When I returned to my hometown, I also returned to my parents’ home. They live on the Eastern edge of the prairie that eventually gives way to the Great Plains and eventually the Rockies to the West, about eight miles from the center of town and the river valley in which it sits. During this period I would wake up every morning, pack up my things—a laptop, some books and a notebook, some weed, a camera—hop on a bike, and set off across the flat farmland until I found the bike paths and streets that would channel my two wheels down to the river. There by the river, paved trails run along both banks through parks, creek valleys, wooded banks, and an old abandoned golf course. I would smoke weed, get coffee and read at the cafe, and bike up and down those riverside paths, where the only people I encountered were joggers and the homeless, the latter setting up small camps in the woods on the banks of the river, camps that lasted as long as the cops would leave them be. Some days I would put a bottle of wine in my water bottle, pack a lunch, and sit under a tree in the old golf course overgrown with weeds, and watch the clouds, listen to the birds. Think. Be.
This river I grew up by and returned to is the Wabash, a tributary of the Ohio, which is then a tributary of the mighty Mississippi, which in turn flows into the Gulf of Mexico. So the Wabash is three degrees removed from the sea, but nevertheless songs have been written about it. The Indiana state song is “On the Banks of the Wabash, Far Away.” And Johnny Cash has a little known song in his oeuvre “If it wasn’t for the Wabash River” about an encounter he had with a local in my hometown of Lafayette, Indiana while on tour. Give the song and the story that goes with it a listen.
The story is about Johnny Cash pulling over his tour van in Lafayette and meeting a man who is fishing down by the river. This man’s wife left him for California, and he has finally given up trying to get her back.
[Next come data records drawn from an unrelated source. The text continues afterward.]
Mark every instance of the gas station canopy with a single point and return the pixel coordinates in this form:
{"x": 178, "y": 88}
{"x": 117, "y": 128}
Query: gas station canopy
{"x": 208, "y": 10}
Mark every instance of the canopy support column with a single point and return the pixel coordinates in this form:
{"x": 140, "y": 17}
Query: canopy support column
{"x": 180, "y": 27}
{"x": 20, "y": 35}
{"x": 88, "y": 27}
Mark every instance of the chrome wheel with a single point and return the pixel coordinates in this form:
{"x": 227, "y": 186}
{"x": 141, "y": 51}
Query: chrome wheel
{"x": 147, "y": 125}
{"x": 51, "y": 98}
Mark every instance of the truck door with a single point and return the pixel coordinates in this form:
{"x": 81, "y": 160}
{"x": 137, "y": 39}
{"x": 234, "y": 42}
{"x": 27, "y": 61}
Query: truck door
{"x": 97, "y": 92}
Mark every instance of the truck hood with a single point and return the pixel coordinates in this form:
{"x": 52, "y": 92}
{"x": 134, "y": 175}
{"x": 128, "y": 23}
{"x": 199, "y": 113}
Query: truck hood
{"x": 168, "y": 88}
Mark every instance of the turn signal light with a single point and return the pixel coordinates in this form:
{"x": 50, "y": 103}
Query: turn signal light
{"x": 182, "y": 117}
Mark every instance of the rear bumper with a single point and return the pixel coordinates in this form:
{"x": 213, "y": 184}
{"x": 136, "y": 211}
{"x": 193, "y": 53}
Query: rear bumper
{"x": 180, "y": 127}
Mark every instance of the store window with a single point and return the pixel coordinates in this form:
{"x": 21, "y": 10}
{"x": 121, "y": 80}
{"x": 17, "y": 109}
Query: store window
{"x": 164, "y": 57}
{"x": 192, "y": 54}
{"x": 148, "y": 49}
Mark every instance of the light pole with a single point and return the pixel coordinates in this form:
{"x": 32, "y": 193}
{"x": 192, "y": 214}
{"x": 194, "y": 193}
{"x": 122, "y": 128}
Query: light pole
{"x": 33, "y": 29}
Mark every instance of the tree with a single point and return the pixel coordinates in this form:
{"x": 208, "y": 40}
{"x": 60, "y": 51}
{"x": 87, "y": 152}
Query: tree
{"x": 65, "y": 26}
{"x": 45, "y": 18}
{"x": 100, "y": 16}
In his desperate depression he turns to fishing for catfish on the banks of the Wabash as a distracting solace, more about solitude and stillness than actual fishing. In Cash’s words, fishing by the river day and night, day after day, got him to the point where he just about has his mind back together. The chorus of the song goes “If it wasn’t for the Wabash River, I’d be out of my mind.” Substitute a bike for a fishing pole, and the song could be, just about word for word, about me and my time by the river.
All that time biking up and down the Wabash. Sitting under shade trees. Smoking weed and listening to the flow of the current and the sounds of song birds and eagles that fly up and down the valley. Alternating between pushing my body hard and leisurely riding those solitary paths under the trees that shade the banks was like a balm and a poultice on the boil of my throbbing dread and anxiety. Slowly the poisons came to the surface. Slowly the pressure was relieved. Some days I’d cry as the wind dried sweat and tears off my streaked face leaving salt stains on my shirt and messenger bag. Other days I’d laugh like a madman at the absurdity of it all. A summer of doing that, and though nothing was resolved about how I’d make a living or how to get over lost loves, I was well. My body was forming itself into something new, so too my mind and spirit. And in my memory’s eye I can still see myself pushing the pedals as the current of the Wabash flows beside me. And I can sing, right along with Johnny Cash, “If it wasn’t for the Wabash River, I’d be out of my mind.”